Winter school on Physics with Trapped Charged Particles

Near-field microwave operations with 43Ca+ qubits

Not scheduled

20m

Ecole de Physique des Houches

Speaker

Mr James Tarlton (University of Oxford)

Description

Our recent work on performing near-field microwave qubit operations using $^{43}$Ca$^{+}$ ions will be reported. Using intermediate-field “atomic clock” states, we have demonstrated single-qubit preparation, gates and readout each with 99.9% fidelity or better, with operation times much less than the qubit coherence time of $T_{2}^{*} = 50$s [1]. These results were achieved in a room-temperature surface trap incorporating integrated microwave waveguides and resonators, using near-field microwaves to drive the qubit gates [2]. We have also used the same trap to implement two-qubit gates with approximately 90% fidelity, the best ever achieved using microwaves [3]. In a separate experiment, we have designed and fabricated a surface trap to implement scalable independent qubit addressing using near-field microwaves [4]. We drive qubit rotations with microwaves in one trap zone while nulling the microwave field in a neighbouring zone (1mm distant), achieving spin-flip addressing errors of order 10$^{-6}$. We have also been working on improving the stability of our 146G magnetic field.

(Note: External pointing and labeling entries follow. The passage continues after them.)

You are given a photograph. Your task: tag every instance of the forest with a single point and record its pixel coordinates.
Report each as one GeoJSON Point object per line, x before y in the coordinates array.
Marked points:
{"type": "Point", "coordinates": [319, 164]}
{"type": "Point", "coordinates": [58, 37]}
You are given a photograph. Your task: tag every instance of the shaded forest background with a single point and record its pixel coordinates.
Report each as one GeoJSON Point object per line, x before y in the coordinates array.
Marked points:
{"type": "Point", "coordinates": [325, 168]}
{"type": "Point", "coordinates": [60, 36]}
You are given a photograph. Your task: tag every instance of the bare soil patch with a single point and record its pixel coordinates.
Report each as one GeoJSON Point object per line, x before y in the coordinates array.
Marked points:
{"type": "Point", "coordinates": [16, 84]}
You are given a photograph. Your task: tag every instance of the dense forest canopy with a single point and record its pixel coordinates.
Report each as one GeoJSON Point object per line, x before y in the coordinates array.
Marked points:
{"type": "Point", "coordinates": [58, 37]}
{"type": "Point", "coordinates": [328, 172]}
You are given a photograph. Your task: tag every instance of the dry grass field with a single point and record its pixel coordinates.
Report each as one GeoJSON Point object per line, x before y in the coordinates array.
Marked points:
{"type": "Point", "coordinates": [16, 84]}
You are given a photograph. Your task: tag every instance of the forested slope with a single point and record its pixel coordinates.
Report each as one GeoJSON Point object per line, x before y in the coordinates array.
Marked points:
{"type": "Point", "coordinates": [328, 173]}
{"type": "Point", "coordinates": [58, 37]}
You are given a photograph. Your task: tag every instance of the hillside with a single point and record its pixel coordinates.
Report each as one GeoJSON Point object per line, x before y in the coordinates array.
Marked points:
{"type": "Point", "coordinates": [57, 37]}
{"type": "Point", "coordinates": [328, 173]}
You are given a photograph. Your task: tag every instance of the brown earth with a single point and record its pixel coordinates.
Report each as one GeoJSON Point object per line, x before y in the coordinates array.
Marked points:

This is the most significant source of error in our state preparation and readout in the intermediate-field scheme, and it also limits the quality with which diagnostics and characterisations can be carried out. We expect to be able to achieve a stability of below 1mG rms. Our progress will be reported. References: [1] T. P. Harty et al., Phys. Rev. Lett. **113**, 220501 (2014). [2] Brown et al., Phys. Rev. A **84**, 030303(R) (2011) and D. T. C. Allcock et al., Appl. Phys. Lett. **102**, 044103 (2013). [3] C. Ospelkaus et al., Nature **476**, 181 (2011). [4] D. P. L. Aude Craik et al., Appl. Phys. B **114**, 3 (2014).